Brian Osmond holds an old photograph of a woman in a black and white dress.
The 62-year-old retired maintenance man, known affectionately in Port aux Basques as Smokey, had his own bright orange seaside cabin until last year. He spent his days entertaining in his garage and watching hockey in his living room, filled with Toronto Maple Leafs paraphernalia.
But the life I knew is gone.
“That’s my mother. It’s the only photo I have,” he says, clutching the framed photo in his dimly lit rental apartment, a few minutes’ walk from the remains of his former home. Spartan decorations surround him: a small plaque from his favorite team. A clock on the kitchen wall.

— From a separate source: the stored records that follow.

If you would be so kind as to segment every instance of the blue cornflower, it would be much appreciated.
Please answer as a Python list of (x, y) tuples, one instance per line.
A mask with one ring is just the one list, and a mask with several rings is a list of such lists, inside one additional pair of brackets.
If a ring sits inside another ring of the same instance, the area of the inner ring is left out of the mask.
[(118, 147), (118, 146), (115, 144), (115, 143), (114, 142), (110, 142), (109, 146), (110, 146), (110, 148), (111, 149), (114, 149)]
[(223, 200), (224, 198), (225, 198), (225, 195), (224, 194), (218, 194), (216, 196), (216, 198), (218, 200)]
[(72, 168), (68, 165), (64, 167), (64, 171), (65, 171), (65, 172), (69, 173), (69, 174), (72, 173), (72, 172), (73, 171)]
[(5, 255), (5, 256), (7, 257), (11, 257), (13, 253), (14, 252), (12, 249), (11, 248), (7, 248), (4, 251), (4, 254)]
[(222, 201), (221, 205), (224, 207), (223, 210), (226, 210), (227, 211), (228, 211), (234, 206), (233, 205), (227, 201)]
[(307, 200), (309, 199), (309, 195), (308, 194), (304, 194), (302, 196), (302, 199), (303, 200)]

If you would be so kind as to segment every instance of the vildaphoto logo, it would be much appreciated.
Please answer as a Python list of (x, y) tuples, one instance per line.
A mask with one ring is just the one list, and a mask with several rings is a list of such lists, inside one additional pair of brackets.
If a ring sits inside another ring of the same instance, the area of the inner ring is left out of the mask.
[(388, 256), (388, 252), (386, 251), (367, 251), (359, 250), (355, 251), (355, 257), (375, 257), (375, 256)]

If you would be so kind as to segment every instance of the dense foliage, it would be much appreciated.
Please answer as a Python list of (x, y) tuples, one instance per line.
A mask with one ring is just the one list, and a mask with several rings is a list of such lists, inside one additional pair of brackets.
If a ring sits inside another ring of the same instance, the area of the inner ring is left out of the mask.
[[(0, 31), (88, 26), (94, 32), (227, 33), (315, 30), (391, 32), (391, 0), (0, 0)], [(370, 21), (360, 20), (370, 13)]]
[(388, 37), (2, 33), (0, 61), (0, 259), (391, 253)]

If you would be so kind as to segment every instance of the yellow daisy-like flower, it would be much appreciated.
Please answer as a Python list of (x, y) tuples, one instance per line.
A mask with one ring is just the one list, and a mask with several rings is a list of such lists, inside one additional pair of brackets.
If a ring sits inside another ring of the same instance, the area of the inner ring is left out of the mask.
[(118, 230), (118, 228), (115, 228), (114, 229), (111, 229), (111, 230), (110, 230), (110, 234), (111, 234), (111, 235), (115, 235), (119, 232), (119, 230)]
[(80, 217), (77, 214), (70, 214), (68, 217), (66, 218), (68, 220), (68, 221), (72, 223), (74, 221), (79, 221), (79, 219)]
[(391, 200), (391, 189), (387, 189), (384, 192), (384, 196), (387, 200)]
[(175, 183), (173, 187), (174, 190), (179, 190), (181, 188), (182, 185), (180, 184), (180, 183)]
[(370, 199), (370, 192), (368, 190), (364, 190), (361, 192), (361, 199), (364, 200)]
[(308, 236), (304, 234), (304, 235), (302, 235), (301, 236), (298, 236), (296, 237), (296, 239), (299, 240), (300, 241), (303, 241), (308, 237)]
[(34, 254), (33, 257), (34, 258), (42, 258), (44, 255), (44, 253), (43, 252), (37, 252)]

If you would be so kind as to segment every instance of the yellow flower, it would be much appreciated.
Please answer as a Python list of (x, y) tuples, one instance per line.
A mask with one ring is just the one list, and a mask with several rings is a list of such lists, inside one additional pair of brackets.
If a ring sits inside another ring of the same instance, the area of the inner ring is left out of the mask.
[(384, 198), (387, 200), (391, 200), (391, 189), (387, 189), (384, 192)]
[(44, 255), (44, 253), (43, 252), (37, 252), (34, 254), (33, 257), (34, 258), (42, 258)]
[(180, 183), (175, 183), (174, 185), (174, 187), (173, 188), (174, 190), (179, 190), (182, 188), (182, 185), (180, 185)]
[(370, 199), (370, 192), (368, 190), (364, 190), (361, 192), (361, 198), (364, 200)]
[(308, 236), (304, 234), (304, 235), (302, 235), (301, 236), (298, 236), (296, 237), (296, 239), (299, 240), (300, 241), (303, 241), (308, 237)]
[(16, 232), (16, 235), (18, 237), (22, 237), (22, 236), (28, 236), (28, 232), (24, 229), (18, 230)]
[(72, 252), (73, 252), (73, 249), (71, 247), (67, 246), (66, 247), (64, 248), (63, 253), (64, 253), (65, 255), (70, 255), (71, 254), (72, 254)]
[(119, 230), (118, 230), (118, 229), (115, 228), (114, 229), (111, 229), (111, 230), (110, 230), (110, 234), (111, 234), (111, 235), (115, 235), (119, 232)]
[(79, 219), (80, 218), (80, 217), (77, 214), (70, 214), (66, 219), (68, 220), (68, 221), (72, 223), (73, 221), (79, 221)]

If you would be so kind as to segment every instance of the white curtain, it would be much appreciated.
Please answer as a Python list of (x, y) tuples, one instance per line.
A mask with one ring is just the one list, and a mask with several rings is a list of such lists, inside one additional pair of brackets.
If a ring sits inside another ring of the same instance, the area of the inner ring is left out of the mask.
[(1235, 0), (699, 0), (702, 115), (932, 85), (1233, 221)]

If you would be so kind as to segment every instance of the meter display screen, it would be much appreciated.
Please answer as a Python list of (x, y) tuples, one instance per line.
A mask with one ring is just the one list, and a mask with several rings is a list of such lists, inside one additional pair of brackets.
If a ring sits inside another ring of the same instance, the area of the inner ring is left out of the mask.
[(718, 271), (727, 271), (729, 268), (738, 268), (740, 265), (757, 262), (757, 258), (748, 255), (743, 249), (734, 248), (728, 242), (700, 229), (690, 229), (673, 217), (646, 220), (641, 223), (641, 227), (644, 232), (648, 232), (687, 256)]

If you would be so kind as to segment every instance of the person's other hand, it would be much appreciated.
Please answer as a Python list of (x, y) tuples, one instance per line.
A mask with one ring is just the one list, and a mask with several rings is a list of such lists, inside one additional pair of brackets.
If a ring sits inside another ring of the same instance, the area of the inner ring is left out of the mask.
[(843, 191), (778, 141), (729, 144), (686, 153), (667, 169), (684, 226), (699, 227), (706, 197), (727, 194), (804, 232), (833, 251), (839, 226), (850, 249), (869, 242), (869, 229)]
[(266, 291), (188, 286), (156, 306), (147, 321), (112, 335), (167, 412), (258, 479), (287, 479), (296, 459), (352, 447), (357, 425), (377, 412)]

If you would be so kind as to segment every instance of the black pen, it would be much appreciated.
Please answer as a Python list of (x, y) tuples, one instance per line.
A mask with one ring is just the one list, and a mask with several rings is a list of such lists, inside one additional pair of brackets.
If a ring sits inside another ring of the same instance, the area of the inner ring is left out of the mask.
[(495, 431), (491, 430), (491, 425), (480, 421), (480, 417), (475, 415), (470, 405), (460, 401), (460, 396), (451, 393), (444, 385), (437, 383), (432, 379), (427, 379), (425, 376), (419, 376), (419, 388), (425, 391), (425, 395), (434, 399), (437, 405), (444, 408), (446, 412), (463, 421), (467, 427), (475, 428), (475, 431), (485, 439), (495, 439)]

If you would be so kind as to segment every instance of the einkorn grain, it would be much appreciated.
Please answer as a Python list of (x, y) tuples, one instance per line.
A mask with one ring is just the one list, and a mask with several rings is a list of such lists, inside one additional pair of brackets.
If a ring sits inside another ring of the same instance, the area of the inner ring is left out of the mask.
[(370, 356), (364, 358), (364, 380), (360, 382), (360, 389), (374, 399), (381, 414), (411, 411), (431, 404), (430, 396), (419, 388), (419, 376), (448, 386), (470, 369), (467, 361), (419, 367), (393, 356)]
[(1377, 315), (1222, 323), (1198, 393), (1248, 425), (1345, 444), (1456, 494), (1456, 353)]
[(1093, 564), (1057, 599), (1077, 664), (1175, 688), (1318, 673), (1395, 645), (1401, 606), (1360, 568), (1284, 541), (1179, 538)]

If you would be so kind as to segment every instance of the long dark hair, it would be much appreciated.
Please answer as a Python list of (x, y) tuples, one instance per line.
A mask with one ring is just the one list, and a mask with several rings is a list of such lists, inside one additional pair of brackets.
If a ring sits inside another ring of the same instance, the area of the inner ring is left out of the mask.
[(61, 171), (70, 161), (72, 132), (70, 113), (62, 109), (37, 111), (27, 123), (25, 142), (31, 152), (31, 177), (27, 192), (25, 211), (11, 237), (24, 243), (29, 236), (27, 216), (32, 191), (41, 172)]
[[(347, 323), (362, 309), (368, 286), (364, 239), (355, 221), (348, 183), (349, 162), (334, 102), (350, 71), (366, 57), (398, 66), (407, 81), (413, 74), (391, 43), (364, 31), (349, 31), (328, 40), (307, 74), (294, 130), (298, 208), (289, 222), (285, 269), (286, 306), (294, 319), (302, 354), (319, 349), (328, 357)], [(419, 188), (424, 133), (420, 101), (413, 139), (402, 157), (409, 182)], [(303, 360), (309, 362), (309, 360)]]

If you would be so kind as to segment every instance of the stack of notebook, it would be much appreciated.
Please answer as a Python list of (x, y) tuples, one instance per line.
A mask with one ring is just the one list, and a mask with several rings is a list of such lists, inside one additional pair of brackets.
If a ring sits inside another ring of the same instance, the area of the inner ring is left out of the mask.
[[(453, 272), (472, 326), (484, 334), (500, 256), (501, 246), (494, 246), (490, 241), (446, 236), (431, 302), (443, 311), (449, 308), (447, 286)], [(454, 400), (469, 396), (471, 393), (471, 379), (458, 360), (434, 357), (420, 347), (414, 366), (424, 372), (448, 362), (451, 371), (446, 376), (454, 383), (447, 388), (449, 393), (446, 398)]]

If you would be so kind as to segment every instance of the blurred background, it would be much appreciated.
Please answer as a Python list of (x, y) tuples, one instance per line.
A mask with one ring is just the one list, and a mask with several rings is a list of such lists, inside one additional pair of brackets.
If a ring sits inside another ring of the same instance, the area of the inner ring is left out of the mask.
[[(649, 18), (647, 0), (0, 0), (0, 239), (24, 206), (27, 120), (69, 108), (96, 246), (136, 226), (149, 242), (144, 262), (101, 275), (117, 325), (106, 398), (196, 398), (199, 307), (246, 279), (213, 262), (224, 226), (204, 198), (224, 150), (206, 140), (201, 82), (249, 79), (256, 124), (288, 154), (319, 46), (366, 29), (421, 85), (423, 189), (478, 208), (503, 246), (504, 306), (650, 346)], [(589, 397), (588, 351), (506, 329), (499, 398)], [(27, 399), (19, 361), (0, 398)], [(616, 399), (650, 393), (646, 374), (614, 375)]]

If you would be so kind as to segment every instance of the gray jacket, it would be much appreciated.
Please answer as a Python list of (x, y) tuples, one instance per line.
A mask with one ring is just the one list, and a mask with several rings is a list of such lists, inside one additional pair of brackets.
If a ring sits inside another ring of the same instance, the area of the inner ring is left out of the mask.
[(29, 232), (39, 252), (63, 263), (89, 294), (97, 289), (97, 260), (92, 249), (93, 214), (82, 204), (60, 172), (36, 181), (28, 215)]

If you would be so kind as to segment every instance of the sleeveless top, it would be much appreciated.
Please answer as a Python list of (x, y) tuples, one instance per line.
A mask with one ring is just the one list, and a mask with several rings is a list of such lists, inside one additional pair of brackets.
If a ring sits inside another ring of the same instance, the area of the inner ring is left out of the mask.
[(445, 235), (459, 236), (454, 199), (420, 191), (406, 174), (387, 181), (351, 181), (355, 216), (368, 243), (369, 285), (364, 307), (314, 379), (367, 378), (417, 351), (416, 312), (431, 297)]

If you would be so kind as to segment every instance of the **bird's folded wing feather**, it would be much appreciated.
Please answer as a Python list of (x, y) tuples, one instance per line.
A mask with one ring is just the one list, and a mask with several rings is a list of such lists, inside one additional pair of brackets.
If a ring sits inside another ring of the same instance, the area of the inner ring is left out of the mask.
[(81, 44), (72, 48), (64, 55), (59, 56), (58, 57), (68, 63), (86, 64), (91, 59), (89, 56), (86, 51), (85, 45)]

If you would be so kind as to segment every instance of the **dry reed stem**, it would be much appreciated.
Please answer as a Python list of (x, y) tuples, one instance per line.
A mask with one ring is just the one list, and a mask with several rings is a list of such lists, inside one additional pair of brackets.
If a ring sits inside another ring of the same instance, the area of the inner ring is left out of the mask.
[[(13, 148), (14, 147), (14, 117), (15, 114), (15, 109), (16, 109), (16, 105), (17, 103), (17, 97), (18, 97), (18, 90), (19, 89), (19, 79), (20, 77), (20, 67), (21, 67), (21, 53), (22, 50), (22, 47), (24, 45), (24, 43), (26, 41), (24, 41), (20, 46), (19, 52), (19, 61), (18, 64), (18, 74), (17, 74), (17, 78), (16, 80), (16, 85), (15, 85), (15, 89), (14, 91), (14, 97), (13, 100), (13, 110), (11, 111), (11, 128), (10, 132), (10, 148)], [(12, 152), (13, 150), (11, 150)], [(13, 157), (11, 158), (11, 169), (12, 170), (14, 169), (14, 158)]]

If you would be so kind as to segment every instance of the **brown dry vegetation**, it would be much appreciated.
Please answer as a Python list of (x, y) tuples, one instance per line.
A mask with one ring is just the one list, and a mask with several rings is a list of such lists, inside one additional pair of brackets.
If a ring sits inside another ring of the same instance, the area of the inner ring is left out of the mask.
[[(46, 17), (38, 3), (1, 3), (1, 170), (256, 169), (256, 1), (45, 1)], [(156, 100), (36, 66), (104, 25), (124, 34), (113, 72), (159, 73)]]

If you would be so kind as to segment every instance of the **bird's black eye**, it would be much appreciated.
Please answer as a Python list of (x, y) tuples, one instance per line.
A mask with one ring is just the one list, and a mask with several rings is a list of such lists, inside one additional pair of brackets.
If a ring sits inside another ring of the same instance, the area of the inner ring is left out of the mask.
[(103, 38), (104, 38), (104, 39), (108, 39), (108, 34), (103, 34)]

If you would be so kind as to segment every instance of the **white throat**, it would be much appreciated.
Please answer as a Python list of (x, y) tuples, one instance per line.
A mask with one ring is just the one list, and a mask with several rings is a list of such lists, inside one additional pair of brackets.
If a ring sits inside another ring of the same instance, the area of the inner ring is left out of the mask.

Osmond is among dozens of people uprooted from their homes after a massive storm surge from post-tropical storm Fiona hit the coast of Port aux Basques last September, toppling entire buildings and sweeping them into the sea.
Some of the displaced have purchased new homes in the city with the help of donations and government disaster aid. Others are building again. Some have walked away.
Then there are those, like Osmond, who are still stuck in limbo, waiting in rental houses or abandoned housing, not knowing where they will go next.
“The problem is that there are no new houses,” says René Roy, editor-in-chief of Weekly shipwreck. “There are no apartments, there are no rentals. There is nowhere for them to go.”
Some of those who lost their properties in Port aux Basques during the great storm of September 2022 still do not know where they will end up.
Roy says he knows of at least eight families who have had to leave town because of the sudden housing crisis Fiona caused.
The city lost 82 homes due to the sudden influx of seawater from the initial storm. This summer, the province and city jointly assessed the surviving properties and ultimately determined that another 57 homes, some completely untouched by Fiona, were within a new exclusion zone.
Due to the increasing risk of deadly storms in the coming decades, they are now considered too close to the ocean to live in.
The province will buy out those owners in January. They will have 90 days to gather their things and find a new place to live. A new subdivision could provide shelter for some, and the Canadian Red Cross is using donations to retrofit two buildings in the city for a dozen seniors.
Despite those measures, the fact that more than 100 homes are completely off the market remains a blow to the small community.
“It’s going to cost the city a lot in terms of population,” Roy says.
He has already left his mark, he says. Entire neighborhoods are now unrecognizable, with gravel pits where houses stood for decades.
“This isn’t my home anymore,” Roy sighs.
Down the street from Osmond’s former home, frustrated homeowner Karen Kettle weighs her options.
Authorities told him in June that he would have to leave his home, for which the mortgage had been paid off more than a decade ago, at the beginning of next year.
You won’t know how much you’ll be compensated until January. She doubts it will be enough to buy or build in Port aux Basques, leaving her caught in a dilemma: should the family sell their auto repair shop and move to Corner Brook, or hunker down in their small cabin and commute to work every day? the days? ?
Another mortgage, he says, would dash any hope of retirement.
“This was our forever home. This is where we were going to die,” he said. “We really don’t want to leave here. That was never the plan.”
She is left waiting, living in a damaged house, wondering where she will be in a year.
“If we had more answers from the government about what our salary would be, we could probably make a better decision about our future,” Kettle said.
“It’s like we’re starting over… at this point in our lives, we never dreamed we’d be here.”